Pioglitazone mediated reduction in extracellular glutamate is PPARγ dependent
To confirm whether EAAT2 modulation in glioma cells using pioglitazone was PPARγ dependent, the U87MG and U251MG glioma cell lines were treated with GW9662 alone and co-administration of pioglitazone and GW9662. We demonstrated that the lowest effective concentration of pioglitazone of 30 μM in both cell lines is inhibited by concentrations of GW9662 as low as 1 μM (Figures 7(c) & (d) & 8(c) & (d)). Therefore, the capacity for pioglitazone to reduce extracellular glutamate is highly dependent on PPARγ in cell lines.
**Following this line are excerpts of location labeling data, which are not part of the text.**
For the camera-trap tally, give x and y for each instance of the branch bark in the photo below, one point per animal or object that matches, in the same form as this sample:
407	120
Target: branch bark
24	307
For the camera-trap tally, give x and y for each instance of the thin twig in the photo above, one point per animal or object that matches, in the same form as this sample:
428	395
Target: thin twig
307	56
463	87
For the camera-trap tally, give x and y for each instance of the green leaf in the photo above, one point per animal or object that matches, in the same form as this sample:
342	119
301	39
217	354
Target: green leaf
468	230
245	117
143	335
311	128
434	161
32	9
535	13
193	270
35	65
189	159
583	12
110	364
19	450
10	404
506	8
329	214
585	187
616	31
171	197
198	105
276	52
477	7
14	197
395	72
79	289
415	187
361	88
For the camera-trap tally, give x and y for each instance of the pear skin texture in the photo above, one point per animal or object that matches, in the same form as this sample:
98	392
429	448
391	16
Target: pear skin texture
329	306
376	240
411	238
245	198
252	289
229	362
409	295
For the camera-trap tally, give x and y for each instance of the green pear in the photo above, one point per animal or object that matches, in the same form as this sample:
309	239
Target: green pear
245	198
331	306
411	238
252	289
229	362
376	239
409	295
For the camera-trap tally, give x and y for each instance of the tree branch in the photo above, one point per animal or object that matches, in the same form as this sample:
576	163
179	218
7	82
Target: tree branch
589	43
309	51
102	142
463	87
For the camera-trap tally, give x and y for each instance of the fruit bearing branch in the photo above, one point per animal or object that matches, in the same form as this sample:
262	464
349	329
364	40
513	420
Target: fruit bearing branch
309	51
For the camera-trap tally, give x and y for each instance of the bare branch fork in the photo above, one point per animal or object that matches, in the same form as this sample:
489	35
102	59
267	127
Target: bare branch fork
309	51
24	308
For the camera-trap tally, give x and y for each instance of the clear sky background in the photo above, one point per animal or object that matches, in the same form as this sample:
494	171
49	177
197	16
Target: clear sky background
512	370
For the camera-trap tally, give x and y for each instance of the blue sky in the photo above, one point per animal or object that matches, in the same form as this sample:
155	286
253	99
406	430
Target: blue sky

In GSC #35, the converse is true, whereby GW9662 is associated with significantly reduced extracellular glutamate levels at 72 hours exposure alone (Figure 9(b)) or in combination with pioglitazone (Figure 9(c)–(d)).
Figure 6: Effect of increasing concentrations of Pioglitazone and/or GW9662 treatment on glioma stem cell line #035. Cell growth and cell death was detected using the LDH assay at 0 hour and 72 hours. Addition of 30 μM or more of Pioglitazone reduces cell growth at 72 hours (a) however this reduction is lessened by the addition of GW9662 (c & e) GW alone does not promote cell growth compared to the control (g) Treatment with increasing concentrations of GW9662 and 30 μM of Pioglitazone causes reduction of growth compared to GW 9662 alone. No treatments caused significant cytotoxicity further supporting Pioglitazone as a cytostatic agent (b, d, f & h) Bars show means with SEM, ns refers to non-significance. Student t test, n = 3 (a–d). All results were non-significant, p value > 0.05.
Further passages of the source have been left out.